Group detail page. Note: I am still unsure how "Actions Permitted" works.

Detail of a group's permissions

 

Content Permissions

Joomla 1.6 does away with content "sections" and now all article content is simply grouped under categories. Both the categories and the individual article items can have specific permissions applied. This will be a boon to business websites that want to create client-specific content, such as agreements, instructions, or even billing data.

Individual article access details
(click to zoom)

Access rules can be set on an article by article basis.

 

Categories allow for explicit create, delete, and edit permissions for each group.

Categories can have specific access permissions.

 

Access Levels

Warning: The following is pure speculation!

The access levels seems---and I'm just guessing here---to allow you to take two or more group permissions and group them under one name. This group of groups, if you will, can then be assigned to a module. Lemme 'splain.

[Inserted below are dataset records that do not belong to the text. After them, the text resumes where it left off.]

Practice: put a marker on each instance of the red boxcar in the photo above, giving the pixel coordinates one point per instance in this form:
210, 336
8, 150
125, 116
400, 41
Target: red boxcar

Say you want three of your groups, Managers, Administrators, and Super Users, to have access to a menu module called "Resources". Each group has specific permissions that give them exclusive access to different content and components on the site, but now you want them all to be able to see the links in this Resources menu. To do this, you assign all three groups to, say, the "Special" access group. Later, when you create your new menu module, you only have to select the "Special" access group and not tick-off countless groups. Here are some images that I hope make this clearer:

Here's the Access Level menu that shows access levels called "Public," "Registered," "Special," "Confidential".

The Access Levels menu

Access Levels

 

Inside the Special access level detail page. This is where we assign our groups.

User Access Levels

 

When we create our Resources menu, we only have to assign the "Special" access level
to enable the Managers, Administrators, and Super Users groups to see it.

module-access-perm


Verdict

I haven't been able to do any exhaustive testing of the ACL to date, but suffice it to say it appears on first blush to be intuitive and easy-to-use. And that, my friends, is one of the great challenges in ACL design: blending power with ease of use. Typo 3 is a CMS that has an extremely powerful and highly granular permissions system, but it's a bugger to use. Same goes for the phpBB v3 forum system which has one of the most ridiculously convoluted permission systems I've ever seen ... and it didn't have to be that way!

So kudos to the Joomla devs on what they've accomplished ... and considering what it started out as with weird rule types and such, I think they've done a fantastic job so far.